Epigallocatechin-3-Gallate Ameliorated Iron Accumulation and Apoptosis and Promoted Neuronal Regeneration and Memory/Cognitive Functions in the Hippocampus Induced by Exposure to a Chronic High-Altitude Hypoxia Environment.

We aimed to explore the protective effects and potential treatment mechanism of Epigallocatechin-3-gallate (EGCG) in an animal model of chronic exposure in a natural high-altitude hypoxia (HAH) environment. Behavioral alterations were assessed with the Morris water maze test. Iron accumulation in the hippocampus was detected by using DAB enhanced Perls' staining, MRI, qPCR and colorimetry, respectively. Oxidative stress (malondialdehyde, MDA), apoptosis (Caspase-3), and neural regeneration (brain-derived neurotrophic factor, BDNF) were detected by using ELISA and western blotting.
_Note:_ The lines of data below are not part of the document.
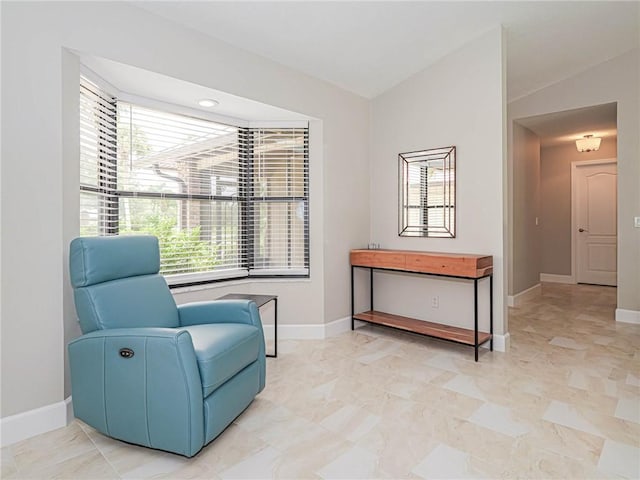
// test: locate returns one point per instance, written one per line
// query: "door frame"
(574, 202)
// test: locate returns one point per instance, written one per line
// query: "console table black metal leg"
(275, 329)
(491, 311)
(353, 311)
(371, 287)
(475, 315)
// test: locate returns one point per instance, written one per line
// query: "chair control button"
(126, 353)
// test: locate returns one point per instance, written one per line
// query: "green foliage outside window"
(181, 251)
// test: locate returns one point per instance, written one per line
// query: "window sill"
(212, 285)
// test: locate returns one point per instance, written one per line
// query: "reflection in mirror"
(427, 193)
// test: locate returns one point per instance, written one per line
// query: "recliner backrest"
(117, 285)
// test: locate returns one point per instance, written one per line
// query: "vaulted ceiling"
(368, 47)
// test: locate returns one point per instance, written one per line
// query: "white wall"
(457, 101)
(39, 188)
(617, 80)
(525, 267)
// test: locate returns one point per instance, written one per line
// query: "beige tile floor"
(563, 403)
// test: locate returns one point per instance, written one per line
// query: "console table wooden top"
(437, 263)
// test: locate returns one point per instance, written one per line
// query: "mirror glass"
(427, 205)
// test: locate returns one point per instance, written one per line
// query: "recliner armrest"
(141, 385)
(219, 311)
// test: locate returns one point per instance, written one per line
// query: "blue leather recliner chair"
(147, 371)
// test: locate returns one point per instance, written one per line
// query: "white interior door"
(596, 223)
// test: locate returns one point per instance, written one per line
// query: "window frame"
(109, 191)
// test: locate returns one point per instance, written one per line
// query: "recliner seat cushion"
(222, 350)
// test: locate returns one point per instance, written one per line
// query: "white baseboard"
(314, 332)
(553, 278)
(34, 422)
(501, 343)
(528, 294)
(627, 316)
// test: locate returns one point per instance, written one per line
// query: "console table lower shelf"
(422, 327)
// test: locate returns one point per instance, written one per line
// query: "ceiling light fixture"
(207, 102)
(588, 144)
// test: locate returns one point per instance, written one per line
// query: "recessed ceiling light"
(207, 102)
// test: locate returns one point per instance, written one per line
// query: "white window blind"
(224, 201)
(279, 179)
(98, 146)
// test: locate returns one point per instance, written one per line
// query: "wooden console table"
(452, 265)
Neural ultrastructural changes were evaluated by transmission electron microscopy (TEM). The results showed that learning and memory performance of rats decreased when exposure to HAH environment. It was followed by iron accumulation, dysfunctional iron metabolism, reduced BDNF and the upregulation of MDA and Caspase-3. TEM confirmed the ultrastructural changes in neurons and mitochondria. EGCG reduced HAH-induced cognitive impairment, iron deposition, oxidative stress, and apoptosis and promoted neuronal regeneration against chronic HAH-mediated neural injury.